The rest of our passage seems pretty straightforward. Right?
But what I find perplexing is Paul’s admonition to “live, not as unwise people but as wise, making the most of the time, because the days are evil."
Now, on the surface of things, that doesn’t sound terribly mystifying, I grant you. Pretty sound advice. You don’t even have to go to church to get advice like that. Be smart; don’t be stupid. Big deal, you say.
Besides that, a casual glance at the news confirms that the days are evil.
I understand. But step back from the text for a moment and listen: “Live, not as unwise people but as wise, making the most of the time, because the days are evil."
See? There’s the real problem, isn’t it? What is wisdom?
Ask someone from the ACLU and another person from the MAGA movement what kinds of things demonstrate wisdom.

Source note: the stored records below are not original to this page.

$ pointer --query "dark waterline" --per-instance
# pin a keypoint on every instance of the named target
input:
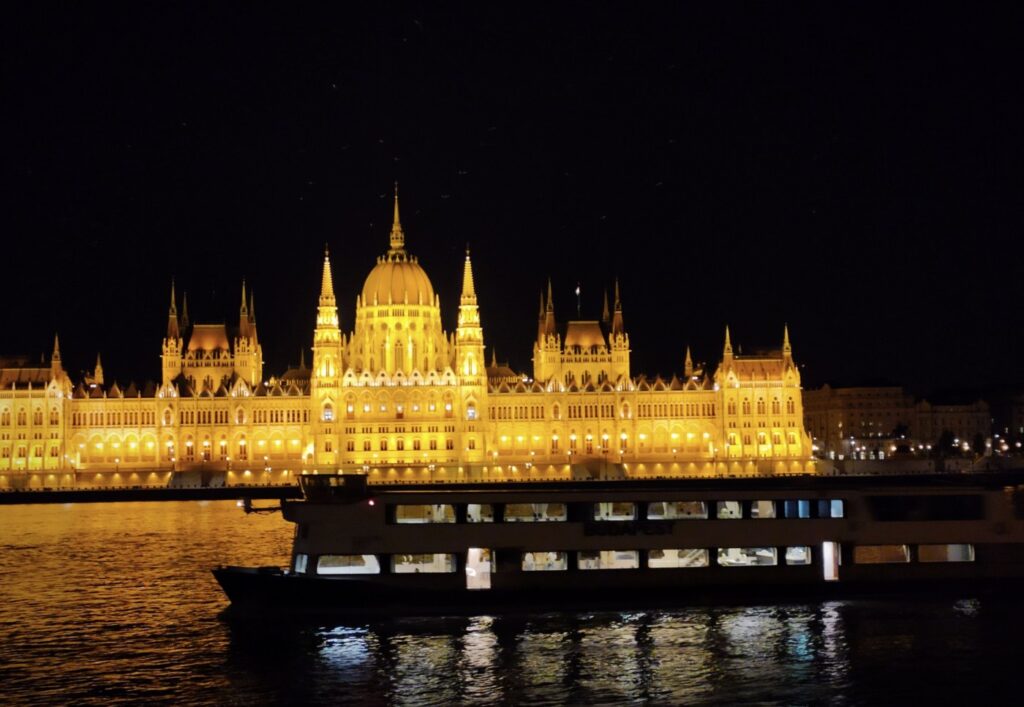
(110, 602)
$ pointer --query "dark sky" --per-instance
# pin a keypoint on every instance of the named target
(855, 172)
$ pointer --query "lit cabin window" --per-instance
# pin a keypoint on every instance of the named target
(798, 554)
(437, 563)
(881, 554)
(432, 512)
(728, 510)
(677, 509)
(479, 512)
(748, 556)
(614, 511)
(830, 508)
(347, 565)
(945, 553)
(544, 562)
(608, 559)
(797, 508)
(677, 558)
(535, 512)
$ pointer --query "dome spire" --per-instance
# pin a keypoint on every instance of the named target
(468, 290)
(327, 284)
(397, 237)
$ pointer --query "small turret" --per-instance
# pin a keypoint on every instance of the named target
(173, 331)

Are tougher gun laws wise? How about universal healthcare? Even something as basic as U.S. History divides us.
You see what I mean? Not so easy to pin it down, is it? More or less well-intentioned folks fall down on opposite sides of a whole range of questions.
Wisdom.
It’s a pretty abstract concept. Just saying, “Don’t be unwise; be wise,” doesn’t get you very far down the road.
We tend to think of wisdom as a body of knowledge we need to know our way around—the do’s and don’ts of 1001 different situations. And if we just had an app we could call up on our phones that told us what was right and wrong in any given situation, we’d at least have access to that necessary treasure of wisdom.
But as Aristotle points out, wisdom isn’t only a matter of learning life’s secrets, both the pleasure and the pain; it’s about gaining mastery over them. Wisdom isn’t a list of rules that, if you commit them to memory, you’ll have become wise; it involves a specific set of moral practices.
Being a bricklayer, for instance, involves not only a knowledge of bricklaying but an actual ability to lay brick. In the same way, following Jesus involves not only knowing the faithful thing to do but actually doing it.
Or, in a paraphrase of Aristotle: We study wisdom not to know the wise thing. We study wisdom to learn how to act wisely.
Why is that important? What difference does it make as long as you know it?
Because the world is watching what we do.
Friedrich Nietzsche once said, “I will believe in the Redeemer when Christians start looking a little more redeemed." Or as Ghandi said, “I like their Christ; it’s Christians I can’t stand.”